Hürriyet’in haberi de, “Kertenkele Çarli eğlencenin sonunda göğsünde taşıdığı armasını muavini Jak’a takarak reisliği devretti” diyerek bitiyordu.
ERKEK NARİN BİR YARATIKMIŞ
GÜNÜMÜZDE kadın-erkek eşitliği, kadına yönelik şiddet dediğimizin aslında “erkek şiddeti” olduğu konusunda bir tartışma yok.
Oysa 70’li yıllarda kadın-erkek eşitliğine yaklaşım bugünkü gibi değildi.

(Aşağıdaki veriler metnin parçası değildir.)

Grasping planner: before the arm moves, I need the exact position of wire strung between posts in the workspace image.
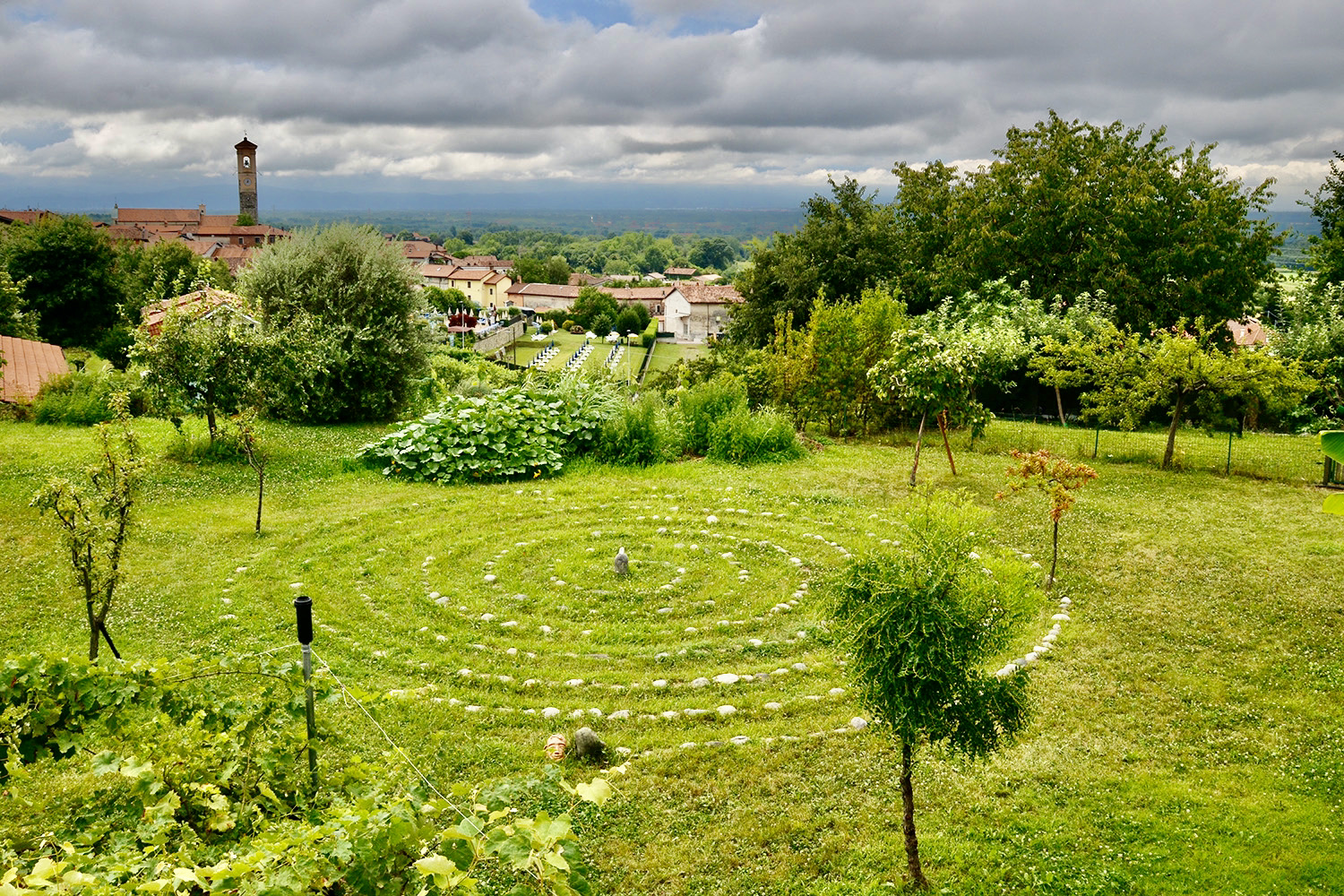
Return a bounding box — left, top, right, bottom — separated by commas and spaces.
314, 650, 467, 815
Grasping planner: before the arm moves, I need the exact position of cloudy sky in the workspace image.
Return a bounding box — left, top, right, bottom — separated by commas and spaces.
0, 0, 1344, 211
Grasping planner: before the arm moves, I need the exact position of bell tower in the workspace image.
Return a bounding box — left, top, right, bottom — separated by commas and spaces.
234, 137, 261, 223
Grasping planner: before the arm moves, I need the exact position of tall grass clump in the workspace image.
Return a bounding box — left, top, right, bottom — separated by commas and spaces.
359, 379, 616, 482
32, 368, 144, 426
707, 404, 806, 465
677, 374, 747, 457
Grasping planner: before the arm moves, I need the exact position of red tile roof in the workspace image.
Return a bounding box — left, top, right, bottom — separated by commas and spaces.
140, 286, 247, 334
0, 336, 70, 404
0, 208, 54, 224
676, 280, 744, 305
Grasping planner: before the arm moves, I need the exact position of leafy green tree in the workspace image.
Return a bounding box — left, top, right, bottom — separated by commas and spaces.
0, 215, 125, 348
1032, 318, 1314, 469
1304, 149, 1344, 286
868, 329, 989, 487
914, 111, 1279, 332
690, 237, 738, 270
832, 492, 1032, 888
131, 306, 268, 442
30, 395, 144, 662
513, 255, 572, 283
995, 449, 1097, 591
730, 177, 900, 345
238, 223, 427, 422
0, 267, 38, 340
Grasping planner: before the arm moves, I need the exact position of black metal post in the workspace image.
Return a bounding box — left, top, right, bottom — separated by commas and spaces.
295, 594, 317, 794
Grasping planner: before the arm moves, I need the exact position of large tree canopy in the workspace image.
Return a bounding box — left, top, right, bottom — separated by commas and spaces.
895, 111, 1279, 332
0, 215, 124, 348
731, 177, 900, 345
238, 224, 426, 422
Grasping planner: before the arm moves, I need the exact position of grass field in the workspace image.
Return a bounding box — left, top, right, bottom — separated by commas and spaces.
0, 416, 1344, 895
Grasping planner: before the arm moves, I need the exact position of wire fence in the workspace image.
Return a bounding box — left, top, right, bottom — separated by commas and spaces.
962, 417, 1344, 485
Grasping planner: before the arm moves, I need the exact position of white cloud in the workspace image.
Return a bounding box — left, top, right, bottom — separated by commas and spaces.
0, 0, 1344, 205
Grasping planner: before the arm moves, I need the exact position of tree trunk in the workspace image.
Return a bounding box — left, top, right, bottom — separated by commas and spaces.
88, 603, 99, 662
1163, 390, 1185, 470
900, 743, 929, 888
938, 409, 957, 476
910, 411, 929, 487
1046, 520, 1059, 591
257, 468, 266, 535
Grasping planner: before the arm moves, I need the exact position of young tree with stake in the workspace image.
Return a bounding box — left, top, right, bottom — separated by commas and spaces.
995, 449, 1097, 591
832, 493, 1039, 887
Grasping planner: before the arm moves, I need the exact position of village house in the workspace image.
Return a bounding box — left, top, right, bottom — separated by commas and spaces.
0, 336, 70, 404
663, 280, 742, 342
417, 264, 513, 307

Arşivde dolaşırken rastladığım haber çok dikkatimi çekti.
Haberin başlığı: “Erkek narin bir yaratıktır.”
Haberde sanki kadın-erkek ilişkisinden değil de, bir bebeğe bakımdan söz ediliyor.

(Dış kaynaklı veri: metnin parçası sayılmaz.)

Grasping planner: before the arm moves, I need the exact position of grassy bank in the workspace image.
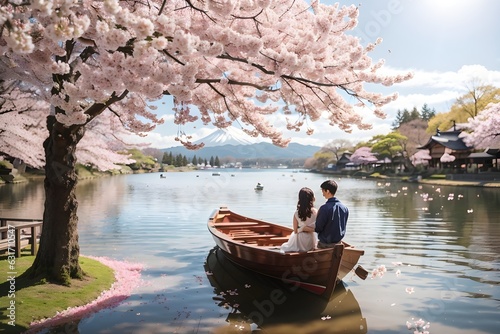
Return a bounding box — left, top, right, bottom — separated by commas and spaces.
0, 252, 115, 333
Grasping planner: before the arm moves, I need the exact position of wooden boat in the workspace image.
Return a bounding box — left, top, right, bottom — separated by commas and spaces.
207, 207, 368, 298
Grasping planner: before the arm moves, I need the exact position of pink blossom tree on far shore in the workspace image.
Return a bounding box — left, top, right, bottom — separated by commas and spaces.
0, 0, 411, 283
460, 103, 500, 149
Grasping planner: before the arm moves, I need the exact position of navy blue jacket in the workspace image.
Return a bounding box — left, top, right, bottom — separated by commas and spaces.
314, 197, 349, 244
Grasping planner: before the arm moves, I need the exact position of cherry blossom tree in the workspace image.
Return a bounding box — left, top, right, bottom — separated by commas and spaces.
0, 0, 411, 283
460, 103, 500, 149
0, 82, 134, 171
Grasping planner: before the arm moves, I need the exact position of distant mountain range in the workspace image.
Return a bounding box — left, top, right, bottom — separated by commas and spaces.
162, 128, 321, 159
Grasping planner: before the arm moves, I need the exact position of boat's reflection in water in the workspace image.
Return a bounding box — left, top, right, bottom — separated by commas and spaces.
205, 247, 368, 334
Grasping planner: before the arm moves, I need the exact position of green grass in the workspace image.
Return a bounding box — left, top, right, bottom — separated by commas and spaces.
0, 251, 115, 333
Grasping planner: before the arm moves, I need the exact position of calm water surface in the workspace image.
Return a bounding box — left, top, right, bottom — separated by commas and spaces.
0, 170, 500, 334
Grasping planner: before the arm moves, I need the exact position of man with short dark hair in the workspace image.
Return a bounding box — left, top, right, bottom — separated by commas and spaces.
314, 180, 349, 248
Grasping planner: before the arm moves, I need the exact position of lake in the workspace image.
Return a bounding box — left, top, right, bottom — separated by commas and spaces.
0, 169, 500, 334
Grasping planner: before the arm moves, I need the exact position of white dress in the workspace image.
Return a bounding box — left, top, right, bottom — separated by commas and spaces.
280, 208, 317, 252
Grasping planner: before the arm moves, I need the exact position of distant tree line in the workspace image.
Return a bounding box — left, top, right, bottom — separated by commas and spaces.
161, 152, 221, 167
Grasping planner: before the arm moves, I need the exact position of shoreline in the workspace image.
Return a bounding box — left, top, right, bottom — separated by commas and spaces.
418, 179, 500, 188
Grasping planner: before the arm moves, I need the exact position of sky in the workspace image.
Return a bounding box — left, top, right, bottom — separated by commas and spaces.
132, 0, 500, 148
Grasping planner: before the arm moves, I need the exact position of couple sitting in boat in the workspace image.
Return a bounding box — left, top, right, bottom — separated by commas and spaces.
280, 180, 349, 252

Habere göre kadınların görevi, “kocalarının ömrünü uzatma çareleri aramak” olmalı.
Çünkü erkeklerin bünyeleri kadınlara göre daha zayıf, bu nedenle de “özen ve bakım” istiyorlar.
Uzunca yazıda “Bir kadının başlıca görevi kocasının sağlığını korumak olduğuna göre” deniliyor ve şu bombalar patlatılıyor:
“Kocanızın da her insan gibi bazı kusurları olabilir. Adamcağız ya biraz bencildir, ya fazla sinirlidir ya da biraz midesine düşkün. Kimbilir belki de sadık bir koca değildir. Olur ya.”
Kadınlara, eşleriyle kavga etmemeleri ve seslerini yükseltmemeleri tavsiye ediliyor.
İşte 1972 yılının, “kocanızın uzun ömürlü olması için” tavsiye listesi:
Onu sabahları erken uyandırın. İşine gecikmemek için acele edip koşturmak zorunda kalmasın.
Bu arada hafif kahvaltı etmesine dikkat edin.
Bir hata yaptıysa yüzüne vurmayın.
Ona daima akıllı ve zeki muamelesi yapın.
İşine giderken daima güler yüzle uğurlayın.
Geceleri dinlenmesine özellikle dikkat edin.